HERPES ZOSTER (SHINGLES)

 

Etiology:

  1. Varicella-Zoster virus reactivation. 

S & S:

  1. Pain, paresthesia precede the eruption of lesions by 3 -7days.
  2. Constitutional signs are rare = 5 -10%. Regional adenopathy is often present.
  3. Skin lesions start as papules  vesicles  pustules  crust.  They evolve over 7-10 days.  The lesions occur in 1 to 3 contiguous dermatomes (if dermatomes are not contiguous then considered disseminated zoster).
     
  4. HZ lesions on external ear and/or on timpanic membrane and involvement of facial nerve of the same side represent Ramsay-Hunt Syndrome.
     
  5. Involvement of trigeminal nerve (V1) can cause HZ ophtalmicus. This may be preceded by vesicular lesion on tip of the nose  which is indicative of involvement of the nasociliary branch of V1. Ophthalmic HZ can cause conjunctivitis, keratitis (painful), and uveitis and can lead to scarring.
     
  6. The diagnosis of disseminated HZ is made if more than 20 vesicles are present outside of the primary and immediately adjacent dermatomes. This is most often seen in immunocompromised patients (lymphoma, AIDS, chemotherapy) and the elderly. 10% of patients with disseminated zoster will have visceral involvement (lungs, liver, brain).
     
  7. 7. Post-herpetic neuralgia is diagnosed when pain at the site of prior zoster has persisted for over 1 month.

DX:

  1. History and physical.
     
  2. Tzanck smear ( positive in 70%  of early cases; look for multinucleated giant cells).
     
  3. Culture of an intact vesicle for VZV.
     
  4. Serology can be used to document acute or prior exposure to VZV.

Treatment:

  1. Immunocompetent/Uncomplicated:
     
  2. Acyclovir 800 mg 5/day x 10 days
                            or
    Valacyclovir 1 g po tid for 7 days     
                            or
    Famcyclovir 500 mg po tid for 7 days.
     
    Therapy started within 48 -72 hrs. of initial lesion, shortens disease course and the duration  of postherpetic neuralgia. Patients should be asked about current or prior kidney disease, and if there is any concern regarding their renal  function, BUN/Cr should be evaluated.
     
  3. In case of suspected ophthalmic HZ, ophthalmologic consult is mandated.  Acyclovir 800 mg 5/d  x 10 days may prevent ophthalmic complication when started early.  Ophthalmic antibiotics (drops and ointment) are also used to prevent suprainfection.
     
  4. Disseminated HZ/Severe infection.  Admission warranted.
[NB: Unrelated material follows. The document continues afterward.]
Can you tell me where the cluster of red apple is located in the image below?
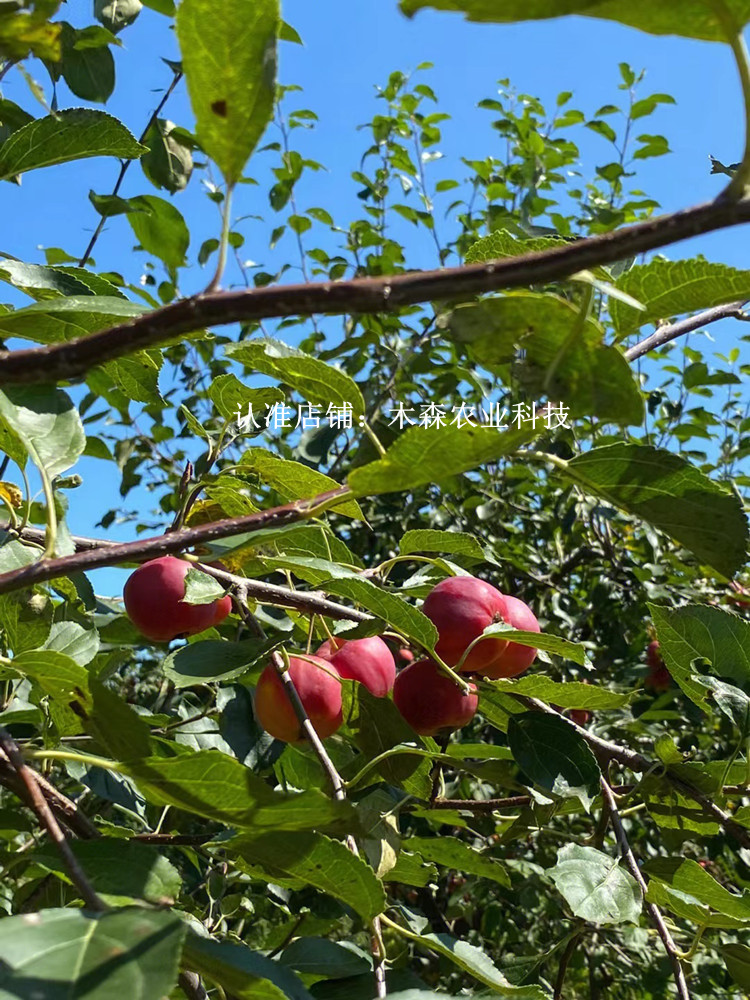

Acyclovir 10 mg/kg IV x 7d (given over one hour q8h)
     
  5. Both contact as well as respiratory isolation of  hospitalized patients with zoster is required to protect other immunocompromised patients in the hospital from possible exposure.  Pts who are notadmitted should be given few days off  from work/school (until the lesions crust) in order not to expose them to other people who never had chickenpox and are not immunized.